The New York Times sounded off on Prop 22 with some choice words: “Reject it.” They added:
Uber and Lyft especially have exerted meaningful control over their workers, including by setting base fares, dictating which routes to take and even denying drivers access to the apps — all without recourse.
If the ballot proposal fails, the companies appear poised to increase prices after years of keeping them artificially low. A price increase should be viewed as a good thing, helping both the gig companies and the workers share in a more profitable system.
Like a double-header, Uber and Lyft are also fighting in court over driver employment status. Wasington Post reported:
…the judges turned to wages, signaling a looming question regarding the companies’ positions that they are not subject to minimum wage requirements. Drivers are not paid for time they spend waiting for a ride, which research has said constitutes a third of their time.
Out go the nightclubs and in come…the house parties. Much to the disarray of Airbnb. Bloomberg explains:
Professional party promoters started scanning Airbnb, Vrbo and other short-term rental sites for mansions and luxury condos for hire. Tickets were going for $90 on Eventbrite and TikTok for soirees with bottle service and DJs.
Airbnb and Expedia Group Inc.’s Vrbo have tried to crack down. Despite strict enforcement measures, the companies are struggling to curtail the events. If a listing is banned from Airbnb it can often still be available on Vrbo and other sites, and vice versa. If a host — or guest — is blacklisted, he or she may rent another property under another person’s name.
Uber is hiring hundreds of engineers. Just not in America. Tech Crunch explains:
The move comes as several high-profile engineers have left Uber India in recent months to join Google and Amazon, among other tech giants. A senior engineer who recently left Uber told TechCrunch that many of his peers had lost confidence in Uber’s future prospects in the country.

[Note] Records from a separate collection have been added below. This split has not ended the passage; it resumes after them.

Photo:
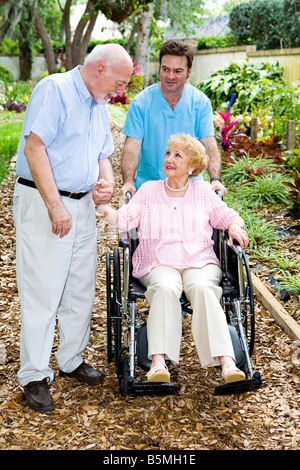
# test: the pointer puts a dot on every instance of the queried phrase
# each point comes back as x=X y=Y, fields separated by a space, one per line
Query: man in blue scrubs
x=63 y=153
x=169 y=107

As the vote for Prop 22 comes ever closer, Union members are fighting back. SF Weekly explains:
Janitors, housekeeping staff, food concessionaires, and waiters shouted above the din of honking horns, and a megaphone-touting Shahid Buttar, championing various causes. The workers demanded better pay and benefits, decried descrimination in the workplace, and urged voters to reject Proposition 22.
“Our bargaining power will be weakened by these people not having a say about their work” says Nafis Griffis, a banquet waiter and member of Unite Here Local 2. “If we lose this Proposition 22, it’s like losing some soldiers,” he says, describing the fight for labor as a kind of war.